Google detailed a major expansion of its AI infrastructure stack with the introduction of eighth-generation Tensor Processing Units (TPUs) and a redesigned system architecture aimed at supporting planet-scale training and inference workloads, including clusters that can scale beyond one million accelerators.
The announcement, presented by Amin Vahdat, positions AI infrastructure as a tightly integrated system spanning silicon, networking, storage, and software orchestration. The company emphasized that emerging workloads—particularly Mixture-of-Experts (MoE) models, long-context reasoning systems, and agentic AI—require a fundamental redesign of compute infrastructure.
Google’s eighth-generation TPU family introduces two specialized systems—TPU 8t for large-scale training and TPU 8i for inference and reasoning—alongside upgrades to networking, storage, and system software under its broader AI Hypercomputer architecture.
Specialized TPU Architecture for Training and Inference
Google is explicitly separating infrastructure for different phases of the AI lifecycle:
- TPU 8t (training): optimized for large-scale pre-training and embedding-heavy workloads
- TPU 8i (inference): designed for post-training, real-time serving, and agentic reasoning
This reflects a shift away from unified accelerator designs toward workload-specific architectures, as training, fine-tuning, and inference increasingly diverge in their performance requirements.
Both systems integrate Arm-based Axion CPUs, which Google says eliminate host-side bottlenecks by accelerating data preprocessing and orchestration, ensuring that accelerators remain fully utilized.
TPU 8t: Optimized for Frontier Model Training
The TPU 8t platform targets large-scale model training, including LLMs and MoE architectures, with a focus on maximizing throughput and utilization across massive clusters.

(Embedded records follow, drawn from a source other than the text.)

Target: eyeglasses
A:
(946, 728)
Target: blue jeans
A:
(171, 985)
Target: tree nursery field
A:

Key architectural advancements include:
- SparseCore acceleration: a dedicated engine for embedding lookups and irregular memory access patterns, offloading operations that typically create bottlenecks in general-purpose accelerators
- Improved MXU/VPU balance: enabling better overlap of vector operations (e.g., softmax, layer normalization) with matrix computations to increase effective FLOPs utilization
- Native FP4 support: introducing 4-bit floating point precision to reduce memory bandwidth pressure and improve compute efficiency while maintaining model accuracy
At the system level, TPU 8t scales to 9,600 chips in a single superpod, using a 3D torus topology for intra-cluster communication.
Virgo Network: Scaling AI Beyond the Data Center
To support these large-scale systems, Google introduced the Virgo Network, a new scale-out fabric designed for AI workloads.
Virgo features:
- Up to 4× increase in data center network bandwidth over the prior generation
- A flat, two-layer non-blocking topology built on high-radix switches
- Multi-planar design with independent control domains for improved reliability
- Up to 47 petabits/sec of non-blocking bisection bandwidth
The architecture reduces latency by minimizing network tiers and supports over 134,000 TPUs in a single fabric domain. Using orchestration frameworks such as JAX and Pathways, Google said it can scale training workloads across more than one million TPU chips, effectively creating a distributed supercomputer.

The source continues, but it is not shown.